Christiane Amanpour’s “Sex and Love Around the World” kicked off with an enlightening pilot in Japan. Specifically, in our very own Tokyo. However, with her focus being strictly on love and sex, Amanpour managed to skip around what seems to be a much more serious concern. Fewer and fewer Japanese are getting married. Even less are having children. This is a much more complex riddle; to put it simply would be an injustice, but there are key traits of this society that do exasperate the issue. Time, diversion, finance and even social hierarchy are all significant factors.
First of all, we must address the fact that the average 20 or 30-year-old Japanese individual is kept very busy with work. A frequent answer, when they are asked why they are single, is that they have no time to find a partner. There is a widespread sense of obligation and loyalty to one’s place of work but the side effects, unfortunately, include lack of socialisation.
Beyond the obligation to employers, there are also reports of aversion towards the challenges that new relationships can bring. Love is a risky business — time, effort and money are often involved in trying to form a bond. There are individuals who would argue it is simply not worth the effort, when relationships carry the potential to fail.
They do, of course, want to feel love. This is where fetishised “Japanese culture” comes in, with manga (Japanese comics) or anime (Japanese cartoons) characters being used as “virtual lovers.” Phone apps and games also add to this phenomenon. On the other end of the spectrum, male hosts and cabaret clubs are also frequented. Irresistible despite being taboo, money is thrown into these industries. AI and “rental” girlfriends are no longer a distant prospect; they are simply an alternative.

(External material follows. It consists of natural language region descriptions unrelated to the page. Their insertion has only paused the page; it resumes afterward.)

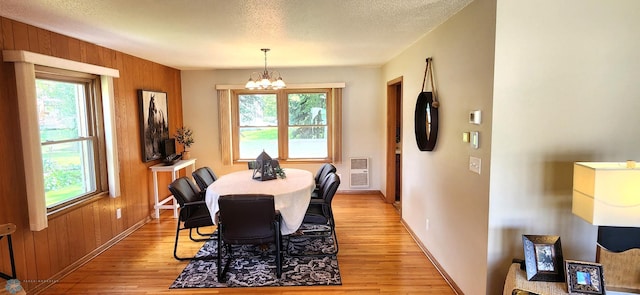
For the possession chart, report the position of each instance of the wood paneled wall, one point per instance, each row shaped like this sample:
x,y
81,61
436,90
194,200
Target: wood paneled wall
x,y
70,237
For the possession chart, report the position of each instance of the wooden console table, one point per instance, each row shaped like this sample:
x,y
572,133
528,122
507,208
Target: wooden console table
x,y
162,204
517,280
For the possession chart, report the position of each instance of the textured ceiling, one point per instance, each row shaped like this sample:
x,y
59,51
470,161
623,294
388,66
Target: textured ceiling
x,y
228,34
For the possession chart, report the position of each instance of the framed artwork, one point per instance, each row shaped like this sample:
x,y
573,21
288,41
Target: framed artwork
x,y
154,123
584,277
543,258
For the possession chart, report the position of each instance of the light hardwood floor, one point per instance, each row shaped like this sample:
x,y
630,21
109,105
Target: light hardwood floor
x,y
377,256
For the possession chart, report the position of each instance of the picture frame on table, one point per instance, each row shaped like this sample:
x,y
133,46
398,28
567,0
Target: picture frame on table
x,y
154,123
543,258
584,277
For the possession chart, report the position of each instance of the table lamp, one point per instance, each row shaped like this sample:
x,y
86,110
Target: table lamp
x,y
607,194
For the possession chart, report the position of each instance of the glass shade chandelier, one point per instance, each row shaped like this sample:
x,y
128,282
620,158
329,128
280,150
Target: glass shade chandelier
x,y
266,79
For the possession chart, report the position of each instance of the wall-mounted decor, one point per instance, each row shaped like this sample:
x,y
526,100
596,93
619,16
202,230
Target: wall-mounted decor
x,y
426,114
154,123
543,258
584,277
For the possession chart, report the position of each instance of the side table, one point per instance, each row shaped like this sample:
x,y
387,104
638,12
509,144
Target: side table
x,y
174,169
517,279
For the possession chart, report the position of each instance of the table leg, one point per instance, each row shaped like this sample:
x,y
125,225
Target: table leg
x,y
156,206
175,202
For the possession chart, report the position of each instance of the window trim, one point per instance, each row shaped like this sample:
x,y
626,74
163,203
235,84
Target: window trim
x,y
225,112
94,106
24,65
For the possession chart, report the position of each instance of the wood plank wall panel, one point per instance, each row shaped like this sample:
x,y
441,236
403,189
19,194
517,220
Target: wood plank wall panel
x,y
71,236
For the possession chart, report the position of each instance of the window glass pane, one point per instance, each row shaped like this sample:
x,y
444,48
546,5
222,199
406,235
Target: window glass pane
x,y
68,171
307,125
258,110
61,110
312,145
307,108
253,140
67,145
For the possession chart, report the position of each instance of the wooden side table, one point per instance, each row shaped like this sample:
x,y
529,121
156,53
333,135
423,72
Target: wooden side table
x,y
517,279
162,204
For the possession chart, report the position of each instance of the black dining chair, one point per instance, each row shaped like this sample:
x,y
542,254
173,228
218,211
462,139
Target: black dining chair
x,y
320,213
193,212
320,176
247,219
204,176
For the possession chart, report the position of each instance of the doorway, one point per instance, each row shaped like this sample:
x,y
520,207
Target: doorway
x,y
394,142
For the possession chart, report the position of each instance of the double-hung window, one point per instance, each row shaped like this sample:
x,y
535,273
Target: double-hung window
x,y
293,125
67,129
71,135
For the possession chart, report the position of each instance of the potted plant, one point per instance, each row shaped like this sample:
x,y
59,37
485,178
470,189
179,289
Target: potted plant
x,y
184,136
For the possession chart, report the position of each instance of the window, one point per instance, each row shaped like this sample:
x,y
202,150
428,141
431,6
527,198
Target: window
x,y
100,145
293,125
71,135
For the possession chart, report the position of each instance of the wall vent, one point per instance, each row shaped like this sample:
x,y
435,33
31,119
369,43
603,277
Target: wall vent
x,y
359,172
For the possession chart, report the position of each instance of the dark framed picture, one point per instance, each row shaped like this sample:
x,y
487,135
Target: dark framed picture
x,y
543,258
154,123
584,277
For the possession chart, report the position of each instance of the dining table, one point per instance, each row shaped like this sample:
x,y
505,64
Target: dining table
x,y
292,193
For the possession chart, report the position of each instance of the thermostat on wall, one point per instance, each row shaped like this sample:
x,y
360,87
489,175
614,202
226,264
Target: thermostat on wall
x,y
475,117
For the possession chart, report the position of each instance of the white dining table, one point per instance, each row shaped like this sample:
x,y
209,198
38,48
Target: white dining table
x,y
292,194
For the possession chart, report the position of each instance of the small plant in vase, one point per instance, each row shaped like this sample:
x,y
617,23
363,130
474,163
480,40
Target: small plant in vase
x,y
184,136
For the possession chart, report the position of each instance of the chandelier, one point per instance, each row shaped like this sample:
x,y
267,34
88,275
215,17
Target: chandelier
x,y
265,80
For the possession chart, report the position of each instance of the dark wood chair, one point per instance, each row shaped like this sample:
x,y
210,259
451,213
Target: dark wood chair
x,y
320,177
320,212
248,219
193,212
204,176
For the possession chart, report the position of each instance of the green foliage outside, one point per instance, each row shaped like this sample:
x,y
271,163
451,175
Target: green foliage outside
x,y
58,108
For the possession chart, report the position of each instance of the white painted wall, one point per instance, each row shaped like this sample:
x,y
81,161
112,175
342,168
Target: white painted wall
x,y
363,115
438,185
566,89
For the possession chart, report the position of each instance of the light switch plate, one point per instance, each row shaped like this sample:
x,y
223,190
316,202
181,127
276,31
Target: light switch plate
x,y
475,117
475,164
475,139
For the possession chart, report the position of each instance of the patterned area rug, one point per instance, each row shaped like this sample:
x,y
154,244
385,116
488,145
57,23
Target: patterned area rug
x,y
252,266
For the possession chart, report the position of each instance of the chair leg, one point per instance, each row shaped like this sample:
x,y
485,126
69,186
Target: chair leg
x,y
330,233
222,271
200,239
278,251
175,247
11,259
205,234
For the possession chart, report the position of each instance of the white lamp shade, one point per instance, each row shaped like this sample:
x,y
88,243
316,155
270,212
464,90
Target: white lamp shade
x,y
606,193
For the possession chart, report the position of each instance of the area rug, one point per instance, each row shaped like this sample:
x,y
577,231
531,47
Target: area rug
x,y
253,266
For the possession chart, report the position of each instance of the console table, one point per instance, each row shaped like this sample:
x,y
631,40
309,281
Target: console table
x,y
517,280
174,169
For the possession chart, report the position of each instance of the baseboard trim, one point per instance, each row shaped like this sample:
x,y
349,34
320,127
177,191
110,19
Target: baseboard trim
x,y
433,260
91,255
360,192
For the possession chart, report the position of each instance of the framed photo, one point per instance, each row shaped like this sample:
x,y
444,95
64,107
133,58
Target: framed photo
x,y
584,277
543,258
154,123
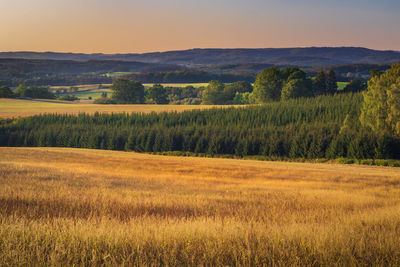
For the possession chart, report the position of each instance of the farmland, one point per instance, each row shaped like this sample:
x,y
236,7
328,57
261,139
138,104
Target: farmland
x,y
63,206
10,108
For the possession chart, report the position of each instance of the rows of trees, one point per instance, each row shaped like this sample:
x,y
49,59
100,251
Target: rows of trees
x,y
26,91
188,76
272,84
321,127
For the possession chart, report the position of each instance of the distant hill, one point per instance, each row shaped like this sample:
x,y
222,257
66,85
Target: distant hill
x,y
302,57
14,71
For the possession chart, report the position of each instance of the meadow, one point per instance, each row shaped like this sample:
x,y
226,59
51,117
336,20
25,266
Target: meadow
x,y
12,108
61,206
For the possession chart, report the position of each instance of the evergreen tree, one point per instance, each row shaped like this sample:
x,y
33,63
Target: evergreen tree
x,y
331,83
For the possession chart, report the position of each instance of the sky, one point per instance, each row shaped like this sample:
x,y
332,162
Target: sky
x,y
133,26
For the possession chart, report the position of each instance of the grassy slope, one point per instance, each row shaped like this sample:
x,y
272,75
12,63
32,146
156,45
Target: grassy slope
x,y
70,206
21,108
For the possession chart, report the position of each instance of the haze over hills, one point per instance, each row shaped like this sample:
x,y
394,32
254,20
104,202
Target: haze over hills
x,y
304,57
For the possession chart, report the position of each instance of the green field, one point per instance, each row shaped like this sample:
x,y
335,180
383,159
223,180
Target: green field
x,y
94,94
342,85
196,85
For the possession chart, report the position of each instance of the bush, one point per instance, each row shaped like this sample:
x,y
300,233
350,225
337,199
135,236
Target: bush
x,y
104,100
68,98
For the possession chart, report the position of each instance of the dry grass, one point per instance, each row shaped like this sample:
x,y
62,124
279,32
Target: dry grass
x,y
10,108
89,207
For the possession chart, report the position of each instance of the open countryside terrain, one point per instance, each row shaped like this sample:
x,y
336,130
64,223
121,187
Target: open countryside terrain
x,y
10,108
72,207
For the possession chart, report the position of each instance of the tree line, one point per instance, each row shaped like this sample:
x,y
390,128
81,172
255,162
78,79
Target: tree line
x,y
320,127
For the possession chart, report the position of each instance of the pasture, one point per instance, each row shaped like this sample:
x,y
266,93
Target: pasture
x,y
10,108
62,206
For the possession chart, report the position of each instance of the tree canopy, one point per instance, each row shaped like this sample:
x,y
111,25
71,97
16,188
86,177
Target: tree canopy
x,y
128,91
5,92
381,106
157,94
274,84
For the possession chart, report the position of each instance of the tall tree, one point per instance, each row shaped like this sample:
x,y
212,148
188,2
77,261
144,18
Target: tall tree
x,y
214,94
158,94
268,85
319,84
128,91
381,106
331,83
5,92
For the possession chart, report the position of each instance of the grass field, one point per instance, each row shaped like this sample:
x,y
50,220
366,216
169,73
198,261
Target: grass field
x,y
196,85
94,94
342,85
21,108
89,207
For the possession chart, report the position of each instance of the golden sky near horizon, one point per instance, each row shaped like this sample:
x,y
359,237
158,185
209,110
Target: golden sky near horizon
x,y
123,26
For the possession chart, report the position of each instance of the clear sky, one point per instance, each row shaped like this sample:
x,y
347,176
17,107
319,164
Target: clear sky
x,y
122,26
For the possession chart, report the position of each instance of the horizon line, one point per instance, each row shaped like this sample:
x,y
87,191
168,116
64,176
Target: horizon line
x,y
196,48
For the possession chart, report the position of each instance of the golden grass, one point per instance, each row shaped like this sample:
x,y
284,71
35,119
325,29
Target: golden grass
x,y
62,206
10,108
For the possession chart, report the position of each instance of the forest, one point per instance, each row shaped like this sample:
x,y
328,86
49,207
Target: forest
x,y
321,127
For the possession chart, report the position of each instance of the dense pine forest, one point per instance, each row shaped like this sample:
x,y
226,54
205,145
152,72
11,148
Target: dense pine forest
x,y
310,128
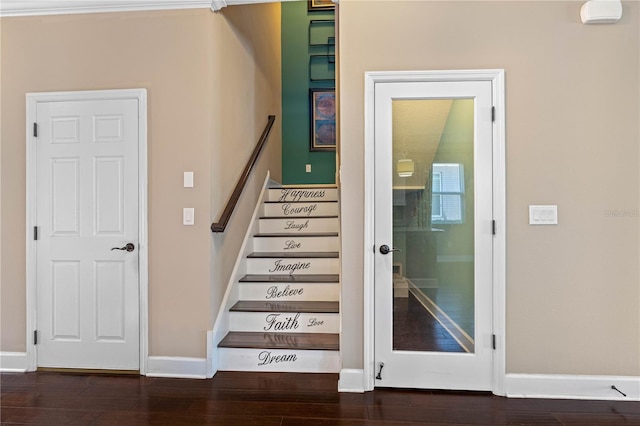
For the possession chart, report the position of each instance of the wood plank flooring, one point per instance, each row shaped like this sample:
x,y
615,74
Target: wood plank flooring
x,y
278,399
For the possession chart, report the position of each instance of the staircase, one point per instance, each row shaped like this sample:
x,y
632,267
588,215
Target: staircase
x,y
287,314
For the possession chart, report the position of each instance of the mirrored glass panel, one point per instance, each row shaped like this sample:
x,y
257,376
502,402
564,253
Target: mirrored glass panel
x,y
433,225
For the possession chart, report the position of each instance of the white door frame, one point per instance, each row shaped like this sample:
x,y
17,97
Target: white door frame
x,y
98,95
499,207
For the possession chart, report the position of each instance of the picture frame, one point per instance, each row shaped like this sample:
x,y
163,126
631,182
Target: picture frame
x,y
322,106
314,5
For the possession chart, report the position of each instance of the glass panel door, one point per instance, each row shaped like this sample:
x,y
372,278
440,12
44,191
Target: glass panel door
x,y
433,199
433,234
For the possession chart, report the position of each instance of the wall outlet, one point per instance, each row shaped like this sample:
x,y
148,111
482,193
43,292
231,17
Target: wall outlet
x,y
543,215
188,179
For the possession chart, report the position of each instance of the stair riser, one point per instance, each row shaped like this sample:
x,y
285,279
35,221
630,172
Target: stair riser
x,y
278,360
300,209
302,194
292,266
298,226
284,322
288,292
295,243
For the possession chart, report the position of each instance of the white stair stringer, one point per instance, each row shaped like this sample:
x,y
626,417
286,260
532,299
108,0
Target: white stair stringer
x,y
285,316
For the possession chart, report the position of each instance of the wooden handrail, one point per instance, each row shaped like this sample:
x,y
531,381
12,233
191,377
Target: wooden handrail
x,y
242,181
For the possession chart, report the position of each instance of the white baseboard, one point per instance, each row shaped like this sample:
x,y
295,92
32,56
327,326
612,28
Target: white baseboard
x,y
351,380
14,362
572,386
177,367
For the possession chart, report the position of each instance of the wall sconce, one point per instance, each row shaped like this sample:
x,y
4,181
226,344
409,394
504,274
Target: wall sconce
x,y
405,168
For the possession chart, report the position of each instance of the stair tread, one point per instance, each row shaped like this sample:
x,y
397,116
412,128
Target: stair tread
x,y
261,340
291,278
302,306
284,234
298,254
300,217
305,187
299,202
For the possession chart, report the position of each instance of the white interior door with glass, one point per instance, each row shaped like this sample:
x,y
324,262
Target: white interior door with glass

The average age of marriage for both men and women is increasing, but even after a couple is married, there are still some unresolved issues. Low salaries mean both partners must work full time. Many believe they have neither the time nor money that they truly need to start a family. Because of lack of funds, both partners must start working as soon as they can after giving birth. This has caused nurseries to become incredibly selective in whom they accept. In some cases, parents are expected to garner points in a point-based system that means if you don’t have enough points, you’re not able to go back to work just yet.
Bowing to Seniority
In such a hierarchical society, it’s quite easy to imagine that seniority would play a role in family-making decisions too. There are cases in which younger Japanese females choose to delay their pregnancy because senior women in their offices have yet to take their turn. While this may not be as common as other causes for this phenomenon, it does occur — some women really do miss their best window for pregnancy because of social expectations.